Respectivamente, diretor da BVRio e gerente-sênior do Climate Policy Initiative; ambos são membros da Força-Tarefa do Código Florestal da Coalizão Brasil Clima, Florestas e Agricultura

A Lei de Proteção da Vegetação Nativa, conhecida como Código Florestal, completou 12 anos no último dia 25 de maio. Embora seja fundamental para mitigar os impactos de eventos climáticos extremos e de ter estabelecido as condições para a regularização ambiental no campo, ainda não foi posta em prática integralmente. Parte dos reflexos desse quadro puderam ser vistos na tragédia do Rio Grande do Sul.

Os quase 400 mil hectares de déficit de vegetação nativa mapeados no estado —área equivalente a oito vezes a de Porto Alegre— não teriam impedido as enchentes, mas certamente reduziriam o volume e a velocidade das águas. Ou seja, se a vegetação nativa tivesse sido protegida ou recuperada, como prevê o Código Florestal, em especial as "áreas de preservação permanente", os prejuízos materiais e humanos teriam sido menores.

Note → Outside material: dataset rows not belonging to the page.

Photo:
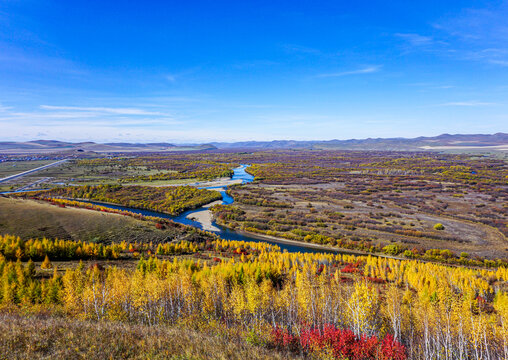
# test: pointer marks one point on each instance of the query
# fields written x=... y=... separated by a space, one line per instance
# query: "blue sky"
x=198 y=71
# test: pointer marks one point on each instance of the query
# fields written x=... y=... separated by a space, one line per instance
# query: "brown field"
x=41 y=337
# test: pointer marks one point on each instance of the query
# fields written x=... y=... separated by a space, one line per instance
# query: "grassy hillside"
x=40 y=337
x=32 y=219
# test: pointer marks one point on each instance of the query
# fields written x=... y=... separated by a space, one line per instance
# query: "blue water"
x=224 y=232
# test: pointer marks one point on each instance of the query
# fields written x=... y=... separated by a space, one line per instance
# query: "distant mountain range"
x=495 y=142
x=48 y=146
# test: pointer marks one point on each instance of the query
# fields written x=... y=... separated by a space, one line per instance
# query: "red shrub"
x=341 y=343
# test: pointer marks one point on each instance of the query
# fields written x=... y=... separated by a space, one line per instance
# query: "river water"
x=223 y=232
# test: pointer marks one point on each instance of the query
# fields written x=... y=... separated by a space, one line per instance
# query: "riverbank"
x=205 y=217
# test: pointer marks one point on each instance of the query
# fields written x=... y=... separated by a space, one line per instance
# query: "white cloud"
x=416 y=39
x=118 y=111
x=468 y=103
x=365 y=70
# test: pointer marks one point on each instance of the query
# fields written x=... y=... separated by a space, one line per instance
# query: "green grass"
x=32 y=219
x=14 y=167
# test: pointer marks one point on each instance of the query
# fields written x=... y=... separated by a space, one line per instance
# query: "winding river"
x=223 y=232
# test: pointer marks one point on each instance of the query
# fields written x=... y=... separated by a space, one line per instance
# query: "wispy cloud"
x=467 y=103
x=110 y=110
x=365 y=70
x=415 y=39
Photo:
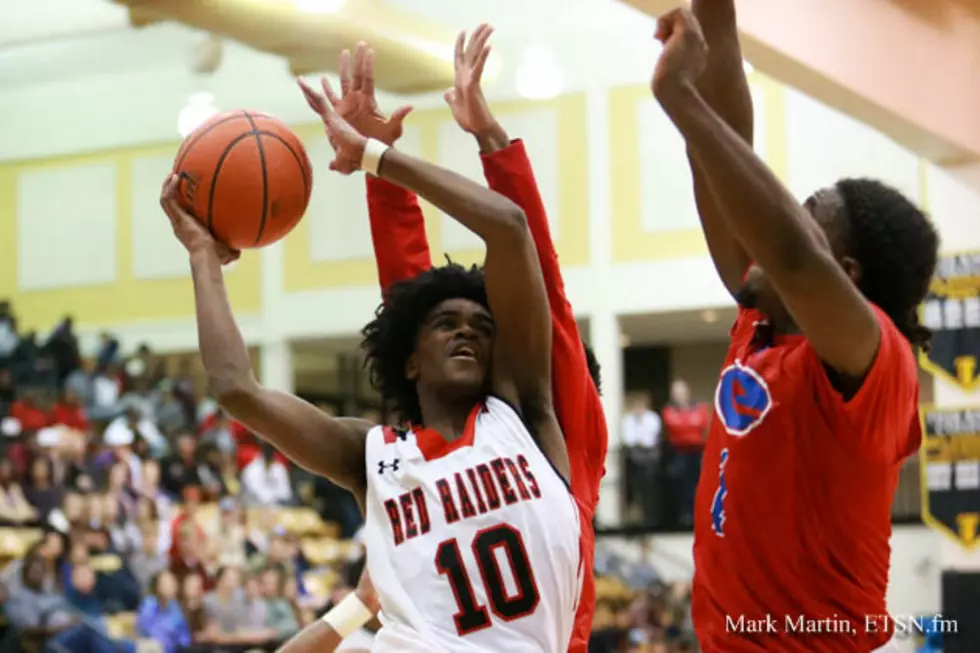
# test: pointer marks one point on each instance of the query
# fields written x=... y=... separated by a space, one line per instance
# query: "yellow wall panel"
x=127 y=299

Desmatamento perto de borda entre a Amazônia e o cerrado, em Nova Xavantina, Mato Grosso - 28.jul.2021 - Amanda Perobelli/Reuters - REUTERS

Estamos em 2024, mas a proteção da vegetação nativa ainda enfrenta resistências. Há setores que, erroneamente, pregam que ela prejudica a produção agropecuária e causa impactos socioeconômicos negativos. Ao contrário. Além de proteger os habitats naturais dos polinizadores e dos inimigos naturais das pragas e doenças, o pleno cumprimento do Código Florestal teria impacto positivo na economia nacional. Estudo feito pelo PlanaFlor —plano estratégico criado para acelerar sua implantação— aponta para um incremento no PIB brasileiro da ordem de R$ 7,7 bilhões anuais, incluindo ganhos em produtividade, redução de danos, pagamento por serviços ambientais e geração de trabalho e renda por meio da cadeia produtiva da restauração florestal.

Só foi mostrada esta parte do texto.